[lbo-talk] Giuliani: I hope Obama has read Amity Shlaes

James Heartfield Heartfield at blueyonder.co.uk
Thu Feb 5 16:24:43 PST 2009


Doug writes: Re: the bizarre claim that "models" are alien to Marx(ism), take a look at table 2.1 of Grossman's "breakdown" chapter: <http://www.marxists.org/archive/grossman/1929/breakdown/ch02.htm>.

It is one thing to argue with the claim that models are alien to Marxism, but to say that it is bizarre, is, well, bizarre. It is not bizarre; it is an argument that you don't accept.

Grossman's extension of Bauer's 'reproduction scheme' caused a lot of misunderstanding of Grossman's argument.
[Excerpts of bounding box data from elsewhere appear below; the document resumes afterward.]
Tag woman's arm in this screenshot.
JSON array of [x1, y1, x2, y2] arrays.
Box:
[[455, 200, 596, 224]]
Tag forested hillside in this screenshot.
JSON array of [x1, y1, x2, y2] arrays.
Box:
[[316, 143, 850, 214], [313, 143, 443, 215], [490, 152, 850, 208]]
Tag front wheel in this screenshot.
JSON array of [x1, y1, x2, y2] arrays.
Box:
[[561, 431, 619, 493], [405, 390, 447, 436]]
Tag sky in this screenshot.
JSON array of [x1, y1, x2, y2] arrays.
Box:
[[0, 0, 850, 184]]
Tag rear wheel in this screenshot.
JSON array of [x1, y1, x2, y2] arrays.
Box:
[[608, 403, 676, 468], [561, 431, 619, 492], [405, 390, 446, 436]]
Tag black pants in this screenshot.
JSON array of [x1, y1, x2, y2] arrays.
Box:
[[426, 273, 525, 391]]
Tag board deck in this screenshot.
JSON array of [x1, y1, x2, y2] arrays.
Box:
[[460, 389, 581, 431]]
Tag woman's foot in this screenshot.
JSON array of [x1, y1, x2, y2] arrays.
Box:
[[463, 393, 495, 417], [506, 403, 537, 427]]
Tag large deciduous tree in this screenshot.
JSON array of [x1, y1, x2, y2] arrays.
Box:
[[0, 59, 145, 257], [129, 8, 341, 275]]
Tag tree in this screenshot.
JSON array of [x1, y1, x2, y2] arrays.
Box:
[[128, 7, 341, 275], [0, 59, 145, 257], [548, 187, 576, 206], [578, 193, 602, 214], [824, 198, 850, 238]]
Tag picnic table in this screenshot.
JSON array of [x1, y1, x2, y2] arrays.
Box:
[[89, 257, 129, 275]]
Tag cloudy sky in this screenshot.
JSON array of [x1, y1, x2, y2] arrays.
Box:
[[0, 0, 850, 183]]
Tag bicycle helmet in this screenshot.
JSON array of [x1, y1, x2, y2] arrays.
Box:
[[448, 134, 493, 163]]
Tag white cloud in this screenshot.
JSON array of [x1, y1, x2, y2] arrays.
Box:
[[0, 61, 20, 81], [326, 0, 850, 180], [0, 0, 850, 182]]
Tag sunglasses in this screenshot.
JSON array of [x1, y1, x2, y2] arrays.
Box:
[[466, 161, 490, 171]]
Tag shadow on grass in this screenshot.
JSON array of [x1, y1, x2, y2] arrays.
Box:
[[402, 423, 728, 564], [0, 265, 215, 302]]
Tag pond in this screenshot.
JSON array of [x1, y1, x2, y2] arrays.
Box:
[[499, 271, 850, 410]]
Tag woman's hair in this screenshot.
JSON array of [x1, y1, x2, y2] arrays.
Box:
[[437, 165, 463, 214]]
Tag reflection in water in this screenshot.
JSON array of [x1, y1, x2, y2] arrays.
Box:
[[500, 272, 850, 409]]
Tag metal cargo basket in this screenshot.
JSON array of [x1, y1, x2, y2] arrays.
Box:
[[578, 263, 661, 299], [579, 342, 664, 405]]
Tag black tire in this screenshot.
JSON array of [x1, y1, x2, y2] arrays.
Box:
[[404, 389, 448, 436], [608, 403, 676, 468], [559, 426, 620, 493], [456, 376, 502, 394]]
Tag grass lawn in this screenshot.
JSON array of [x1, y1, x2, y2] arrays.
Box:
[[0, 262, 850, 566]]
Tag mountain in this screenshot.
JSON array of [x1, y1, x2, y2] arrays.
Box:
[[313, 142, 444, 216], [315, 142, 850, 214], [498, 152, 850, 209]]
For the sake of argument, Grossman extended Bauer's version of Marx's 'schema' of reproduction (incidentally, the schema of reproduction in volume II are the closest to a model in marx's theoretical reconstruction of capital, which is why he is rather apologetic about using them).
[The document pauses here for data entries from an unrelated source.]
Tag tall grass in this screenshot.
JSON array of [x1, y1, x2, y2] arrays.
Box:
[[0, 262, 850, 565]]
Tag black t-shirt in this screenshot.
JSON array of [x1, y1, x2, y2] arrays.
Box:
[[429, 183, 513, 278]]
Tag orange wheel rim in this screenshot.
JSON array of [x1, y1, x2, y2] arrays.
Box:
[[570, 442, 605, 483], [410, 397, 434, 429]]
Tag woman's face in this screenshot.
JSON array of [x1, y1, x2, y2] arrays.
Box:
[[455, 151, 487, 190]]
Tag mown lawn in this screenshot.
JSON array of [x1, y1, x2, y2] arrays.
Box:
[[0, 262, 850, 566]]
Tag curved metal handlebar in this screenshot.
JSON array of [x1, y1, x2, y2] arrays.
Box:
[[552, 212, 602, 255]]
Bauer's reproduction schemes themselves are a messy confusion. Marx abstracts from, or sets aside the impact of accumulation on profits in the reproduction schema to show that beyond the ratio of surplus value to Capital, there are distinct limits to the proportions of the two (main) departments of capitalist production, production of means of consumption, and production of means of production. These limits are entirely to do with the necessary proportionality of the output of these two departments to the proportions of variable to constant capital. Marx's schema were widely misunderstood because he seemed to show that capitalist production had no limits. All that he really showed in the reproduction schema was that SETTING ASIDE THE FALLING RATIO OF SURPLUS VALUE TO TOTAL CAPITAL ADVANCED it was possible to extend reproduction into the future indefinitely, so long as the correct proportions between the two departments obtained. I.e. Marx was showing that the limit to capitalist accumulation WAS THE THE FALLING RATIO OF SURPLUS VALUE TO TOTAL CAPITAL ADVANCED.

Bauer confused the issue by putting the ratio of surplus value to capital advanced back into the schema of production. Thereby he demonstrates that capitalist accumulation can go on indefinitely. Grossman, for a joke, really, showed that even if you did follow Bauer's method, then breakdown would occur (in the 34th year, if memory serves me). But Grossman's playful extension of Bauer's schemes of reproduction was widely assumed to be an attempt to demonstrate, through the schema, that capitalism had a definite shelf life. That was a misunderstanding. Grossman was only trying to point out that EVEN ON BAUER'S OWN TERMS he could not show that accumulation would continue indefinitely. But that was not Grossman's proof of the inevitability of breakdown, which was the conventional marxist one of the falling rate of profit consequent on the overaccumulation of capital. The general view that Grossman was trying to prove the inevitability of breakdown through the schemes of production is a confusion that he sowed, by his somewhat self-indulgent showing off.

All of which demonstrates not the centrality of model-making to Marxist social theory, but the problematic character of model-making for Marxist social theory.